Je n'imaginais déjà pas, à l'époque, que les besoins des assurances sociales s'arrêteraient là, et ce principe de non déductibilité, si le taux grimpait, arriverait vite à l'insupportable. C'est ce qui se passa quand le taux atteint 2%. Au delà, la CSG ajoutée devint déductible, comme toute charge obligatoire. Pour la commodité des employeurs, il fallut une ligne de plus sur les bulletins de salaire!

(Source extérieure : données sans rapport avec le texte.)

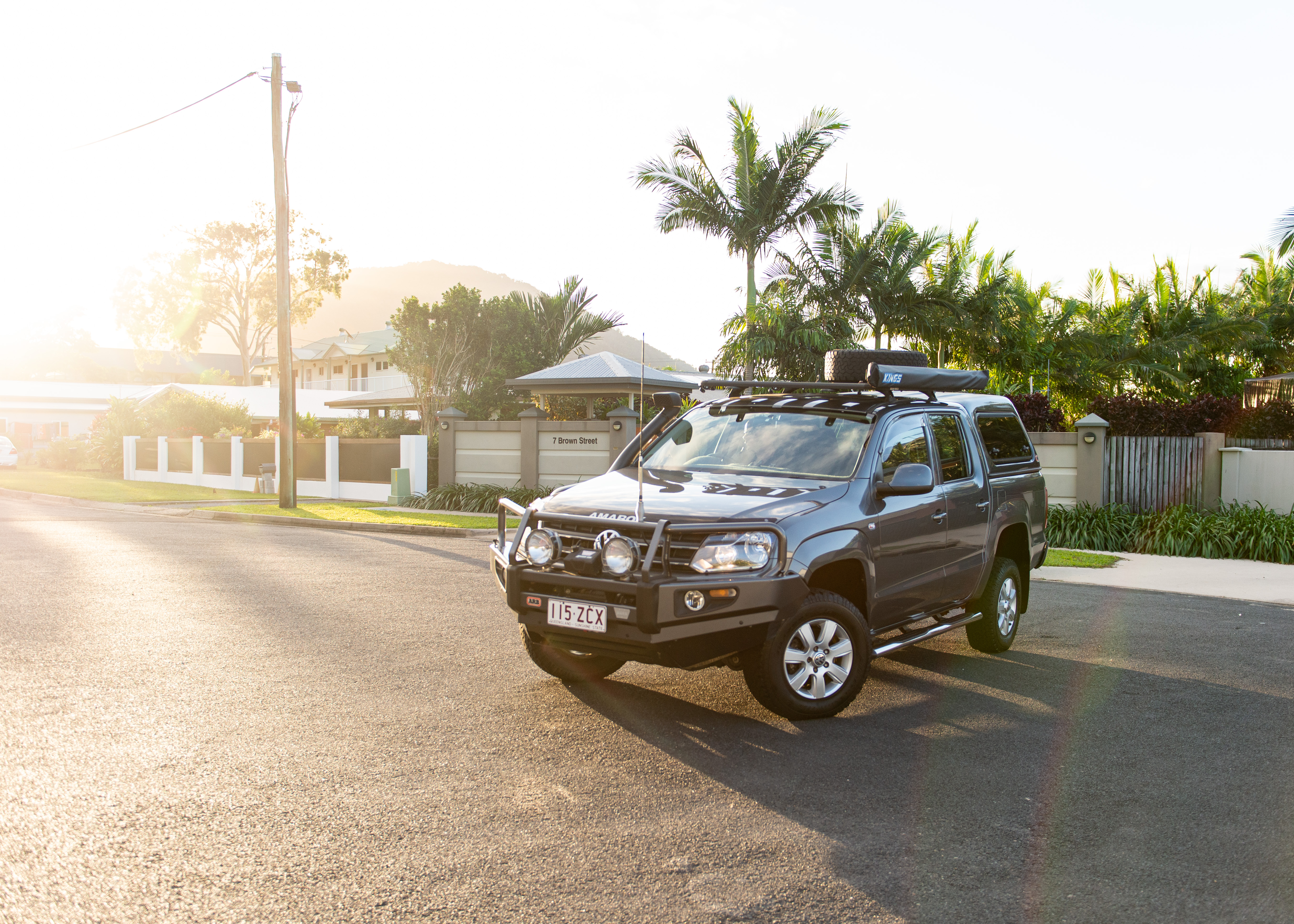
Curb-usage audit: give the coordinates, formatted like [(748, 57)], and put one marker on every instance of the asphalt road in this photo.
[(219, 721)]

À cause de Sarkozy, bien sûr, notre gouvernement est toujours aux abois. À moins que ce soit aux aboiements. Il ne sait plus où trouver l'argent qui lui manque et que l'économie ne lui fournit plus. Il ne reste que les contribuables, chatouilleux et criards. Comment leur vider les poches sans qu'ils s'en aperçoivent, tel est le dilemme soumis aux technocrates de Bercy. Il est sûr que les 5,5% de CSG, s'ils devenaient non déductibles, feraient une perte de pouvoir d'achat du même ordre pour tous les foyers, et quelques milliards de plus pour l'État. Les parlementaires de l'opposition ont déjà commencé à crier.

Tant qu'à faire, et ce serait encore de l'anti-sarkozysme sacré, pourquoi ne pas déclarer non déductible l'ensemble des prélèvements obligatoires et imposer le revenu brut?